Now I find this a really intriguing quandary. You ask any crank who believes the opposite of your views, and they’ll generally have reasons, well thought out or less so, but reasons, and usually some numbers or ratios that support their ideas. These numbers may very well be wrong. But numbers! They spouted numbers!
And the thing is, it’s very hard to have that good of a grasp of which numbers are actually correct and significant. It takes a lot of research, a lot of time invested, to learn the jargon of a particular field, and then learn what ideas are well understood and agreed upon by the experts, and which are not. You need that kind of context to be able to weigh outlier opinions and determine whether they express ignorance of facts obvious within the field, or whether they bring up criticisms of ideas that really haven’t been fleshed out, or weaknesses that have been revealed with recent events. The huge majority of people don’t have that kind of understanding.
This book doesn’t profess that we should get everyone to that level of knowledge (which I agree would be impossible), but it also doesn’t have any suggestions on how to differentiate between the cacophony of claims. Ok, so they could have gone in several directions, but while the authors fault “deregulation and decades of mergers [in the media]…. cutting down on substance and quality” and “programming to the least common denominator,” I failed to find any content in their own work. Challenge your readers, dammit, or at least don’t waste their time. I gave up after chapter two and only skimmed the rest.
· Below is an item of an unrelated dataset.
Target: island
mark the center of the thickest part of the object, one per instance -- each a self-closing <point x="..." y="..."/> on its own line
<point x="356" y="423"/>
Maybe it was a problem of not having a target audience. This book is not a book about science and it tries very hard not to alienate the public; there are no big or field-specific words. But it also takes as a given the scientific findings on those exact topics where alarmingly large portions of the public have gotten it wrong. More broadly, I saw no discussion about critical thinking and why we’re so bad at it, or the interplay between fact and myth, or the psychological or evolutionary reasons why we mistake the two, and only a brief mention of how the rest of the world manages with educating their unscientific masses. It’s not even about the threats in our future and how to meet them as a culture, nor did I find any suggestions on how to make the ideas and process of science more interesting and relevant to the public. Just, resurrect Carl Sagan and get out there in the public eye:
We must all rally toward a single goal: Without sacrificing the growth of knowledge or scientific innovation, we must invest in a sweeping project to make science relevant to the whole of American’s citizenry.
It does not bode well in keeping the attention of the masses when you can’t even engage and interest receptive readers that agree that we have a genuine and significant problem on our hands.